Medical school is filled with good and bad stressors. The wellness curriculum helps students manage these stressors and also sustain a healthy balance in their daily lives. Feinberg's support of a wellness program shows me they value the physical, mental and emotional health of all students.”

Matt Mosquera, Wellness Committee Member, MD Class of 2017

My go-to social activity is to get friends together to make food and sing loudly (no complaints from neighbors yet), but I will also occasionally burst into one-person karaoke parties after a good study session. A healthy mind, body and spirit make a happy me.”

Radhika Rawat, Wellness Committee Member, MD Class of 2020

Wellness at Feinberg means feeling supported and cared for in my academic and personal pursuits to be able to thrive and grow while learning the practice of medicine.”

Arianna Yanes, Wellness Committee Member, MD Class of 2019

For me, wellness is intimately linked with confidence. When I take care of myself by exercising regularly, eating healthfully, prioritizing sleep and engaging in thoughtful reflection, I feel both physically and emotionally stronger and more confident. This translates into better care for my patients.”

Audrey Young, Wellness Committee Member, MD Class of 2017

Work-life balance has come from realizing that my work is better when my life is better. Instead of making the two mutually exclusive and feeling like I can only be improving "work" or "life" at once, I see the two as intertwined and affecting one another.”

Arianna Yanes, Wellness Committee Member, MD Class of 2019

Like most worthwhile things in life, achieving a healthy work-life balance takes hard work and sacrifice. It is a delicate process of making sure to not stretch yourself too thin while also striving for your personal best. And no matter what, it's always a work in progress.”

Matt Mosquera, Wellness Committee Member, MD Class of 2017

I make sure I'm investing in my own health by eating well, working out by running, climbing, lifting, biking and seeing my friends as much as possible and spending quality time with the pup. I try to have at least an hour every day that is explicitly for something that is not work.”

Lukas Streich, Wellness Committee Member, MD Class of 2018

Daily meditation and mindfulness-based stress reduction have propelled me through medical school. Not sure how I would have made it without them.”

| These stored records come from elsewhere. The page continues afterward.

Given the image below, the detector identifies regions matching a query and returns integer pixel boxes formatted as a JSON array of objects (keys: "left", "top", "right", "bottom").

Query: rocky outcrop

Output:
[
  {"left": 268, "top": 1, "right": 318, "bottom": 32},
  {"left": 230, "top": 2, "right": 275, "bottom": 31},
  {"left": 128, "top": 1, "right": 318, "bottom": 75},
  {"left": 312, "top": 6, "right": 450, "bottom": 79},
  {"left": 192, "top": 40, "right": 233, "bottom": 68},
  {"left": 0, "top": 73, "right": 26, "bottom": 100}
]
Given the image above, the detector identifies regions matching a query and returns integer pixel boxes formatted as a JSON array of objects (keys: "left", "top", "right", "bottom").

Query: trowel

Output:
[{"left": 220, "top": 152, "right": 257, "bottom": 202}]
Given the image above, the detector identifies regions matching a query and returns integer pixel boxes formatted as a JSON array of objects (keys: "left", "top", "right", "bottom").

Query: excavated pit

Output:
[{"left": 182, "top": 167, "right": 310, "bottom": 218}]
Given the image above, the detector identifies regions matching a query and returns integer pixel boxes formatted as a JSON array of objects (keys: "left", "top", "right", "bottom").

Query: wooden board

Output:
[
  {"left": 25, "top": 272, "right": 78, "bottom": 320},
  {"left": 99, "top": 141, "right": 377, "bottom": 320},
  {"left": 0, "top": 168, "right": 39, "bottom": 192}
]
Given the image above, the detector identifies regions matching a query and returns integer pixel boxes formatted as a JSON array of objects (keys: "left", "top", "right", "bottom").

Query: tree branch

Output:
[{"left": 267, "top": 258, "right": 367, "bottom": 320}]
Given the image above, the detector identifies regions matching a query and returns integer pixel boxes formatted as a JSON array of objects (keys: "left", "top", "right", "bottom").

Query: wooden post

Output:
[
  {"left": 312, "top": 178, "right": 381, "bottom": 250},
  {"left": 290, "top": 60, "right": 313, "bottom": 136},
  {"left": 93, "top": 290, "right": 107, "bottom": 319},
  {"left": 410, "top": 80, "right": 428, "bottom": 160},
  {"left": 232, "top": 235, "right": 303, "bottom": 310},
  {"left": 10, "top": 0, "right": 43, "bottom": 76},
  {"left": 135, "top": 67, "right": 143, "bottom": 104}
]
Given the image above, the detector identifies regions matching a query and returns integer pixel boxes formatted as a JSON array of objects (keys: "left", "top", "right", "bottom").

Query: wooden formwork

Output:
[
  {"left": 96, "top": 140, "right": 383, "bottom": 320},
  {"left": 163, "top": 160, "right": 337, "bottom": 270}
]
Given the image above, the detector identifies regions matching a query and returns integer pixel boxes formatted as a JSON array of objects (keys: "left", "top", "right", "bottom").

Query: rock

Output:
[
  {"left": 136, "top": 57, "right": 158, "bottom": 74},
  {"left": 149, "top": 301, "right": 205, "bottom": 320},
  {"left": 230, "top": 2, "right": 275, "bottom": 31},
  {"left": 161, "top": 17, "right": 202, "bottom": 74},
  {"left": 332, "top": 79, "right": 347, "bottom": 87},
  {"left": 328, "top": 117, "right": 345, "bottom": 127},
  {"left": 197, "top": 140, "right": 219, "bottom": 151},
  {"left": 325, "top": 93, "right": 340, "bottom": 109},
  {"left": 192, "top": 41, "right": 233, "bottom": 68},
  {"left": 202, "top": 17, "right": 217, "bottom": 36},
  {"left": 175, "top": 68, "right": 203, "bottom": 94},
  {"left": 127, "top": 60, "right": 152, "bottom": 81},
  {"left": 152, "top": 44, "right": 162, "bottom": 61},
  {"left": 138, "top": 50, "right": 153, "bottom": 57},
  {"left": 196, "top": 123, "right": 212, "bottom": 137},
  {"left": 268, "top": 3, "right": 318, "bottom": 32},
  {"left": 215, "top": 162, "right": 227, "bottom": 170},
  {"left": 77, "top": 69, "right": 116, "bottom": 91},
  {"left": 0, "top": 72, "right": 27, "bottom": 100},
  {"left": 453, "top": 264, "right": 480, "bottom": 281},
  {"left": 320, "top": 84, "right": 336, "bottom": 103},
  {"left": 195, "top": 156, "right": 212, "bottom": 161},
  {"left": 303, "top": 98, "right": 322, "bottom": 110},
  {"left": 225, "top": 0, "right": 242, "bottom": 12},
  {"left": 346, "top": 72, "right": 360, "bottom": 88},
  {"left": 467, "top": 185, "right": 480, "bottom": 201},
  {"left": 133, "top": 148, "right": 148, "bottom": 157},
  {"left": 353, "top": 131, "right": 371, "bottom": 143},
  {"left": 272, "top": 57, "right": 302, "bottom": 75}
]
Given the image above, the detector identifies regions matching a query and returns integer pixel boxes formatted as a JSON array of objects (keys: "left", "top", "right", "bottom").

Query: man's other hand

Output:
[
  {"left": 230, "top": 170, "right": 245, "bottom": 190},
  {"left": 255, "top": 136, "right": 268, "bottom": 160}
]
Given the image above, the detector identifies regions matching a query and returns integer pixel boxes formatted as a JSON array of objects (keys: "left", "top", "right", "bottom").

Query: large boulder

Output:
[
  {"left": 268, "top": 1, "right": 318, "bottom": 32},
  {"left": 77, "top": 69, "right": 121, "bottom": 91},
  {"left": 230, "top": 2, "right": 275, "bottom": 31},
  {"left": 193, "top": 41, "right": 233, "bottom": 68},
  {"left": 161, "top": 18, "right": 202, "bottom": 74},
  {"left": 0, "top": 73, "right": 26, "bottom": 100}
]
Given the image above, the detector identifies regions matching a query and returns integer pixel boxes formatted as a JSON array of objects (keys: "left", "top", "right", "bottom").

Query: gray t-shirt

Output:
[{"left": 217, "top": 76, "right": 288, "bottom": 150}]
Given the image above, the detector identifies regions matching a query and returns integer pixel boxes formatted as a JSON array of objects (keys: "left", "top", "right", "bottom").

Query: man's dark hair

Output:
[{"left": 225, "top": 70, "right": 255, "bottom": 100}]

Matt Mosquera, Wellness Committee Member, MD Class of 2017

I have check boxes to make sure I'm doing everything I need to feel good. How long has it been since I hung out with my friends? When was the last time I spent a whole day outside? It's pretty nerdy to have an accounting for these things, but nobody got to doctor school by not being a nerd first.”

Lukas Streich, Wellness Committee Member, MD Class of 2018

Wellness Tip

Winter Wellness

Go for a walk even when the weather is really cold — your body has to work overtime to get warm and you may burn up to 50 percent more calories than you would on the same walk in summer. The benefits of taking an outdoor winter walk are huge, both mentally and physically. Fresh air, sunshine and movement will improve your overall health and disposition.